You can shut down workers and releases resources using shutdown(self, force=False)

Use BigDL Estimator

Train model

After an Estimator is created, you can call estimator API to train PyTorch model:

fit(self, data, epochs=1, batch_size=32, feature_cols=None, label_cols=None, validation_data=None, checkpoint_trigger=None)

data: Training data. SparkXShard, PyTorch DataLoader and PyTorch DataLoader creator are supported.
epochs: Number of epochs to train the model.Default: 32.
batch_size: Batch size used for training. Only used when data is a SparkXShard.
feature_cols: Feature column name(s) of data. Only used when data is a Spark DataFrame. Default: None.
label_cols: Label column name(s) of data. Only used when data is a Spark DataFrame. Default: None.
validation_data: Validation data. SparkXShard, PyTorch DataLoader and PyTorch DataLoader creator are supported.
checkpoint_trigger: Orca Trigger to set a checkpoint.

Evaluate model

After Training, you can call estimator API to evaluate PyTorch model:

evaluate(self, data, batch_size=32, feature_cols=None, label_cols=None)

data: Validation data.

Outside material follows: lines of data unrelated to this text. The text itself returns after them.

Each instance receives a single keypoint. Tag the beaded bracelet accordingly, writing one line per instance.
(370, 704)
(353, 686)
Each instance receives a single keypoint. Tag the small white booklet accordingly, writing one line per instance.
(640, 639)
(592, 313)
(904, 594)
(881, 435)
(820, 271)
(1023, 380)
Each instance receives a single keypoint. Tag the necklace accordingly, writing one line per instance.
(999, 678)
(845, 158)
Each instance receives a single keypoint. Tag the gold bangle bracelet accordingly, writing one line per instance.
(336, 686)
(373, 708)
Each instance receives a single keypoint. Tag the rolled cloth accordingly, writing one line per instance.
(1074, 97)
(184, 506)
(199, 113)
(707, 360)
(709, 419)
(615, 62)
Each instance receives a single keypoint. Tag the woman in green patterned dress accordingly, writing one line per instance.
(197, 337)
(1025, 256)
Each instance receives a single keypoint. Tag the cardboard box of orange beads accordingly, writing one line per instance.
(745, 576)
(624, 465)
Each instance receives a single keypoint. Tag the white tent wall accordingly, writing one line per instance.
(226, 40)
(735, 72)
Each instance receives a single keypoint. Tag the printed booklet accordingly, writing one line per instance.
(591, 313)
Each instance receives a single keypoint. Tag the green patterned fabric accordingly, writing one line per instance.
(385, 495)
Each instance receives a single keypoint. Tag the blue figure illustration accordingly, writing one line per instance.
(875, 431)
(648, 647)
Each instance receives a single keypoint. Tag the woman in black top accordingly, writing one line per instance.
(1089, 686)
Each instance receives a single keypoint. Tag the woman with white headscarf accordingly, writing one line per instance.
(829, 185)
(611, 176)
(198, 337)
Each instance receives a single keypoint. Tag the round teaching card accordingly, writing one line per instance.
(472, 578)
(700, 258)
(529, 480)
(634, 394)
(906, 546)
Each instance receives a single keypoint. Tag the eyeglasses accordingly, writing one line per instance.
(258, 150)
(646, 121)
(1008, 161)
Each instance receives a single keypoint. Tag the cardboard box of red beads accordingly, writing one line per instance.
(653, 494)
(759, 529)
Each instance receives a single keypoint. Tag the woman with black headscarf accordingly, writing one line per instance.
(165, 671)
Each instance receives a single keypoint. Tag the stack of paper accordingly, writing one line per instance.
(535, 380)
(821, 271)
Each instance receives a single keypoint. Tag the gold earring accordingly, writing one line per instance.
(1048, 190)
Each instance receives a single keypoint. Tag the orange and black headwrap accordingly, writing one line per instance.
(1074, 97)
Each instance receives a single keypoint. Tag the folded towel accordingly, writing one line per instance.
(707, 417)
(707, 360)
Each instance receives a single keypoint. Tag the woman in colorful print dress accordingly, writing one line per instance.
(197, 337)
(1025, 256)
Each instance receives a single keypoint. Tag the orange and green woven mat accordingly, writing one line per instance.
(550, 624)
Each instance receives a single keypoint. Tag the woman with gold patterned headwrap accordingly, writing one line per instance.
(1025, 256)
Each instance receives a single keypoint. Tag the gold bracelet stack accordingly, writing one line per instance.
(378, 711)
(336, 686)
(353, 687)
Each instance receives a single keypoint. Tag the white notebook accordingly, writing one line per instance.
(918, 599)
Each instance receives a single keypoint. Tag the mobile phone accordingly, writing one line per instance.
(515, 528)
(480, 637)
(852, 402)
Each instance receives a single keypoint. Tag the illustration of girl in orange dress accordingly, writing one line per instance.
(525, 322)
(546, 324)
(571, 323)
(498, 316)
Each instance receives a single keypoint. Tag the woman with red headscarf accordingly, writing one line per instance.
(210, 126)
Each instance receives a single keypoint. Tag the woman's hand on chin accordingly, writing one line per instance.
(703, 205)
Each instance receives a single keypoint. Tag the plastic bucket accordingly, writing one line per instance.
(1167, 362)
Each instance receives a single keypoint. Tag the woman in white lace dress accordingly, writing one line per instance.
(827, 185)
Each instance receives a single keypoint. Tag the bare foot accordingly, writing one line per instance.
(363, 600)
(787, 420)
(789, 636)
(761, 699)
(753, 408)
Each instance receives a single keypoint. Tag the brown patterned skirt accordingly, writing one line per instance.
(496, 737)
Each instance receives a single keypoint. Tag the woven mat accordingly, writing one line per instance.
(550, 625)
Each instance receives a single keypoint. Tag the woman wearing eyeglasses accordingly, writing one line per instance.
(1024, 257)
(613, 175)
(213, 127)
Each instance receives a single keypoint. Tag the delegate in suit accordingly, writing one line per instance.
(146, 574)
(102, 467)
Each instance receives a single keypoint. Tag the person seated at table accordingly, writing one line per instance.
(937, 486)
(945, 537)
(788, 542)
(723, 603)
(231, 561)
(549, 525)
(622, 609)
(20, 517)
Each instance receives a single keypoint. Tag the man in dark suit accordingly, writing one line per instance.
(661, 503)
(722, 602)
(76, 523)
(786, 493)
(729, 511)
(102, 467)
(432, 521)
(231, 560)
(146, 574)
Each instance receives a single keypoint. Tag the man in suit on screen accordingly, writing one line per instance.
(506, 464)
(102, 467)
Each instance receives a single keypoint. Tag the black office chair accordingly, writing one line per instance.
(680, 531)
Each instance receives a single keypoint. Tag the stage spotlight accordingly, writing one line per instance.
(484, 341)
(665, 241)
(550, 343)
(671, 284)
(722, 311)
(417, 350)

SparkXShard, PyTorch DataLoader and PyTorch DataLoader creator are supported.
batch_size: Batch size used for evaluation. Only used when data is a SparkXShard.
feature_cols: (Not supported yet) Feature column name(s) of data. Only used when data is a Spark DataFrame. Default: None.
label_cols: (Not supported yet) Label column name(s) of data. Only used when data is a Spark DataFrame. Default: None.

Inference

After training or loading trained model, you can call estimator API to inference:

predict(self, data, batch_size=4, feature_cols=None)

data: Inference data. Only SparkXShards is supported.
batch_size: Batch size used for inference.
feature_cols: Feature column name(s) of data. Only used when data is a Spark DataFrame. Default: None.

Get model

You can get model using get_model(self)

Save model

You can save model using save(self, model_path) * model_path: (str) Path to save the model.

Load model

You can load an exsiting model saved by save(self, model_path) using load(self, model_path) * model_path: (str) Path to the existing model.

Load orca checkpoint

You can load saved orca checkpoint using load_orca_checkpoint(self, path, version, prefix). To load a specific checkpoint, please provide both version and perfix. If version is None, then the latest checkpoint will be loaded. * path: Path to the existing checkpoint (or directory containing Orca checkpoint files if version is None). * version: checkpoint version, which is the suffix of model.* file, i.e., for modle.4 file, the version is 4. If it is None, then load the latest checkpoint. * prefix: optimMethod prefix, for example 'optimMethod-TorchModelf53bddcc'. If loading the latest checkpoint, just leave it as None.

Clear gradient clipping

You can clear gradient clipping parameters using clear_gradient_clipping(self). In this case, gradient clipping will not be applied. Note: In order to take effect, it needs to be called before fit.

Set constant gradient clipping

You can Set constant gradient clipping during the training process using set_constant_gradient_clipping(self, min, max). * min: The minimum value to clip by. * max: The maximum value to clip by. Note: In order to take effect, it needs to be called before fit.

Set clip gradient to a maximum L2-Norm

You can set clip gradient to a maximum L2-Norm during the training process using set_l2_norm_gradient_clipping(self, clip_norm). * clip_norm: Gradient L2-Norm threshold. Note: In order to take effect, it needs to be called before fit.